Mouzhan Majidi (born 9 June 1964) is a British-Iranian architect and was Chief Executive of Foster and Partners between 2007 and 2014.

==Biography==
As a student, he received various awards, including the RIBA Part 1 Design Award in 1985 and RIBA Silver Medal for the best national diploma project in 1987, graduating with first-class honors that year.

On graduation, he joined Foster + Partners, working on Stansted Airport Terminal Building, which was completed in 1991. He was made an associate that year, and was the project architect in charge of two competition-winning schemes for the Cambridge Law Faculty Building and Frejus School in France. In 1992 he moved to Hong Kong as a director responsible for the design of Hong Kong International Airport at Chek Lap Kok from inception to completion in 1998. He was also the director responsible for the new Air Cargo Super Terminal Building for HACTL and the Airport's Ground Transportation Centre. On his return to London, he became the director of Wembley Stadium.

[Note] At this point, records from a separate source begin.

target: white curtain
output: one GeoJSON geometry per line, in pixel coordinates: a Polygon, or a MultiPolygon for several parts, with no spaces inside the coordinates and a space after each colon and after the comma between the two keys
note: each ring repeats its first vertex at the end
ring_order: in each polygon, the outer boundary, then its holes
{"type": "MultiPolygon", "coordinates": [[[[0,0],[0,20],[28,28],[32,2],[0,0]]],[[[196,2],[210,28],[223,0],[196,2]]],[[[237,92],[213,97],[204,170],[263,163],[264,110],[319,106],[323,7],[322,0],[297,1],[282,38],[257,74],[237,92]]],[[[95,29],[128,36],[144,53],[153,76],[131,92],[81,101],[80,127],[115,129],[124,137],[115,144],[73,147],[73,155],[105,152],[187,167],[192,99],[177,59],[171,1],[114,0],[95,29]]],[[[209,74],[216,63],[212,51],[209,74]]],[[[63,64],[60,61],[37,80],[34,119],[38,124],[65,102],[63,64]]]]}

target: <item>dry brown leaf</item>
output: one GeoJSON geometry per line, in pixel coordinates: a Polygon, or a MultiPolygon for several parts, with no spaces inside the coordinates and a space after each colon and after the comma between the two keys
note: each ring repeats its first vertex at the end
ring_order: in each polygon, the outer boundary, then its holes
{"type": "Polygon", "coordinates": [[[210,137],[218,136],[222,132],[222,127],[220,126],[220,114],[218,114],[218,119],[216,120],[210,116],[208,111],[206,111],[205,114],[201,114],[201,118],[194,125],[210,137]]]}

He became a senior partner and group leader in 2004, overseeing various airports, cultural, commercial, infrastructure, residential, leisure and education projects in Europe, the Far East, and America. Most recently, Group 3 has worked on a luxury development on the Red Sea, Egypt, a super-high tower in Moscow, and a mixed-use masterplan on the Russia Hotel, Moscow site.

In 2010, he was awarded Alumnus of the Year by the University of Strathclyde.

In early 2015 he joined Zaha Hadid Architects as Chief Executive.